According to Open Doors USA, a missions organization supporting persecuted Christians around the world, “2014 will go down in history for having the highest level of global persecution of Christians in the modern era.”
As reported by the Washington Post, Open Doors noted a total of “4,344 Christians were killed for faith-related reasons between Dec. 1, 2013 and Nov. 30, 2014—more than twice the number killed during the same period the previous year.” In February of this year, ISIL beheaded 21 Egyptian Christians in Libya. In April, al-Shabab militants killed at least 148 non-Muslims at Garissa University College in Kenya.

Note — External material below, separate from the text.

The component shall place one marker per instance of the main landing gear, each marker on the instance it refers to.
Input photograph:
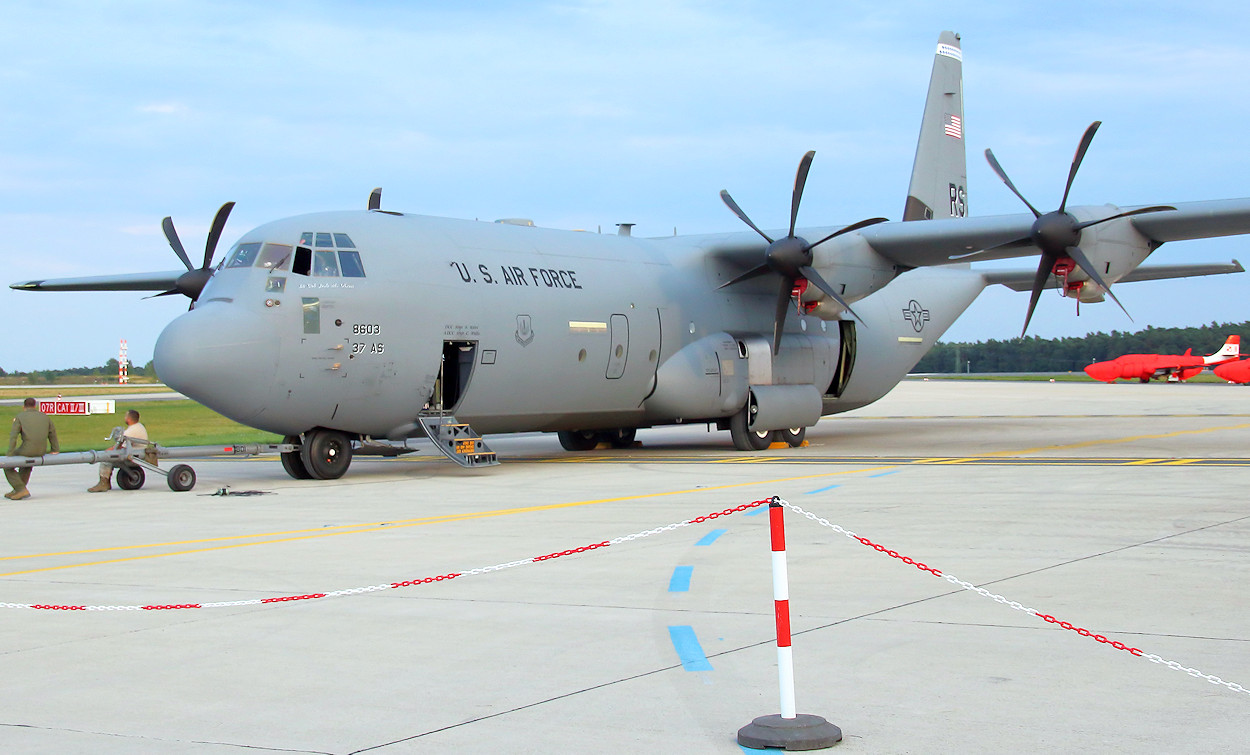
(756, 440)
(323, 455)
(586, 440)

Awareness of the suffering and martyrdom of fellow believers around the world floods us with grief. For many, should it ever become necessary, it also instills in us a desire to die as nobly and faithfully as they have.
But how can we die faithfully if we are so easily distracted from living faithfully? Living and dying for Christ – which is more difficult? Especially in the United States, it seems more difficult to live for the Lord than to die for Him.
Attend church every Sunday?
But that’s my only day to sleep late.
Serve in the nursery?
That’s not the ministry for me.
Lead a Bible study group?
Giving up two mornings a week is too much to ask.
Need more sleep? Retire an hour earlier the night before.
Nursery isn’t your ministry? No problem. What is your ministry?
Two mornings a week too great a sacrifice? Only if we forget Christ’s sacrifice for us.
Of course, not everyone can serve in these or other ways. But all of us can do something. Uphold others in prayer. Write notes of encouragement. Fold bulletins. Something.
Sadly, there may come a time when some will have to stand before the Lord and say,
“I was ready to die for You.
But living for You was just too inconvenient.”
May God—and Christians who have died for their faith—forgive us.